2 An Example in SPSS: 4th Grade Reading and Math Proficiency in the U.S. States

This example uses two variables from the Consolidated State Performance Report from the U.S. Department of Education measured for the 2011–2012 school year across the 50 U.S. states plus the District of Columbia and Puerto Rico:

• The percentage of 4th grade students who are proficient in math across the states (g4math201112).

Both of these are continuous variables, making them appropriate for producing a two-way scatter plot.

2.1 The SPSS Procedure

You can produce a two-way scatter plot in SPSS in several ways, one of which we explore in detail here. Begin by selecting from the menu:

Graphs → Chart Builder

This opens a Chart Builder dialog box. Figure 1 shows what this looks like in SPSS.

(Note: you may get a message asking you to define the level of measurement for variables in your dataset before you can proceed to building the chart. If you get this message, typically you can select “OK” and then “Scan Data” and SPSS will execute this task for you automatically.)

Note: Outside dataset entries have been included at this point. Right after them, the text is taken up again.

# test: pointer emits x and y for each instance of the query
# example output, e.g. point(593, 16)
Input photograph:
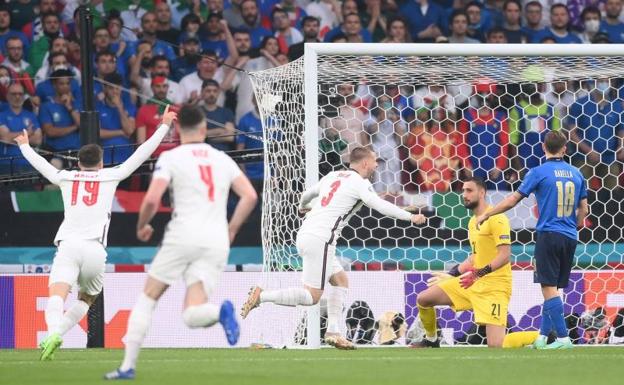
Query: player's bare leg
point(335, 303)
point(495, 335)
point(294, 296)
point(138, 323)
point(57, 293)
point(433, 296)
point(199, 313)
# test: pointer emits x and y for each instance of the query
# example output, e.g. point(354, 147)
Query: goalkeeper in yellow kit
point(482, 282)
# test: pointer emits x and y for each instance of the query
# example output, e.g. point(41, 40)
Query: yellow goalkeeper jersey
point(492, 233)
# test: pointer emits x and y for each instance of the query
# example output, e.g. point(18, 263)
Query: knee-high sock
point(520, 339)
point(72, 316)
point(554, 308)
point(428, 318)
point(201, 316)
point(287, 297)
point(54, 314)
point(335, 302)
point(138, 323)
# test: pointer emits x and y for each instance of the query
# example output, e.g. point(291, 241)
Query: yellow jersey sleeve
point(500, 229)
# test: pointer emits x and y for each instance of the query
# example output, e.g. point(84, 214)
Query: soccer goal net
point(436, 114)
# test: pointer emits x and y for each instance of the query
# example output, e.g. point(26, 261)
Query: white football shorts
point(319, 260)
point(192, 263)
point(81, 262)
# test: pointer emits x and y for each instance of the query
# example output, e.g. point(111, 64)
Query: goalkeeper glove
point(470, 277)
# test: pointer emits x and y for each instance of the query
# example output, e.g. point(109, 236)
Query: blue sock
point(546, 325)
point(554, 309)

Figure 1: Selecting Chart Builder from the Graphs menu in SPSS. In the lower half of the Chart Builder dialog box, select “Scatter/Dot” on the lower left menu. Eight icons for scatter plots appear. The one on the top left is for a simple scatter plot. Drag and drop that icon up into the open window in the upper half of this dialog box where the instructions say “Drag a Gallery chart here…”.

When you do, an Element Properties dialog box will open. You can ignore this dialog box for this example.

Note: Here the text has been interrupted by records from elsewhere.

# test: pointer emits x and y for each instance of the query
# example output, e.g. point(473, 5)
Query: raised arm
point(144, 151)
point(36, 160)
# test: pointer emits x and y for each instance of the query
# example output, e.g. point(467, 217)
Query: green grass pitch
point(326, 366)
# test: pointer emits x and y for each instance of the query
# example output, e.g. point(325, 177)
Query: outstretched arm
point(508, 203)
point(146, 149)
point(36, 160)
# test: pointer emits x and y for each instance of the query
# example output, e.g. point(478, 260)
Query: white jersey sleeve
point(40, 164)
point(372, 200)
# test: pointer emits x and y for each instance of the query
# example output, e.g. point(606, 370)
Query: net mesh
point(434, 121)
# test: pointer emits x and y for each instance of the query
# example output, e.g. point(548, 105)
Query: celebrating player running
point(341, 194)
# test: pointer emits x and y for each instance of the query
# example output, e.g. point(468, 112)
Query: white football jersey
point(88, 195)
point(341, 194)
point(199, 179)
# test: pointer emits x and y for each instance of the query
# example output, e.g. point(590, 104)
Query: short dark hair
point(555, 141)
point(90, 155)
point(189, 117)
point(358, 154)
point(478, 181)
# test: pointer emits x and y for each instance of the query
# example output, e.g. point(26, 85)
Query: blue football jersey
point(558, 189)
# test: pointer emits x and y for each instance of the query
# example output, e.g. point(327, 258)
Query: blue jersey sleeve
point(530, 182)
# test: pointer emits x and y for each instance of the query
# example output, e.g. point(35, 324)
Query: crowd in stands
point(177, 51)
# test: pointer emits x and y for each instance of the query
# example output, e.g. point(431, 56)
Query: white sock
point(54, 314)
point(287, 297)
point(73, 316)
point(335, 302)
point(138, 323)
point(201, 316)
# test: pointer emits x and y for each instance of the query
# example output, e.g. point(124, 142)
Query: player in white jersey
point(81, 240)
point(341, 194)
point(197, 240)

Next, drag and drop the variable you want plotted on the x-axis into the text box labeled “X-Axis? “ For this example, the variable is g4read201112. Next, drag and drop the g4math201112 variable into the text box labeled “Y-Axis? “ Note that SPSS will display the variable labels (e.g. “G4 Math 2011-12” and “G4 Reading 2011-12” in this case) and not the actual variable names if such labels are available. Figure 2 shows what this looks like in SPSS.

Figure 2: Building a two-way scatter plot in the Chart Builder dialog box in SPSS. Once done, click OK to produce the plot.

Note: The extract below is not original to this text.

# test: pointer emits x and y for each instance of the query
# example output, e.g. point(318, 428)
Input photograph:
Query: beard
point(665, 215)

2.2 Exploring the SPSS Output

Executing the procedure above using the variable named g4read201112 on the x-axis and the variable named g4math201112 on the y-axis produces the scatter plot shown in Figure 3.

Figure 3: Two-way scatter plot of 4th grade reading and math proficiency rates for the 2011–2012 school year across the 50 U.S. states plus the District of Columbia and Puerto Rico, Consolidated State Performance Report from the U.S. Department of Education. Figure 3 shows a clear relationship between these two variables. Relatively higher percentages of 4th grade student math proficiency are associated with relatively higher percentages of 4th grade student reading proficiency. The plot in Figure 3 shows a positive relationship between these two variables that appears to be linear. Two common statistical measures of correlation – the Pearson correlation coefficient and the Spearman rank-order correlation coefficient – can be computed to measure the association between two continuous variables (see the SAGE Research Methods Datasets modules on these methods). The Pearson correlation coefficient assumes a linear relationship between the two variables in question while the Spearman rank-order correlation coefficient only assumes a monotonic relationship. Figure 3 suggests that using the Pearson correlation coefficient to measure the association between these two variables would be appropriate.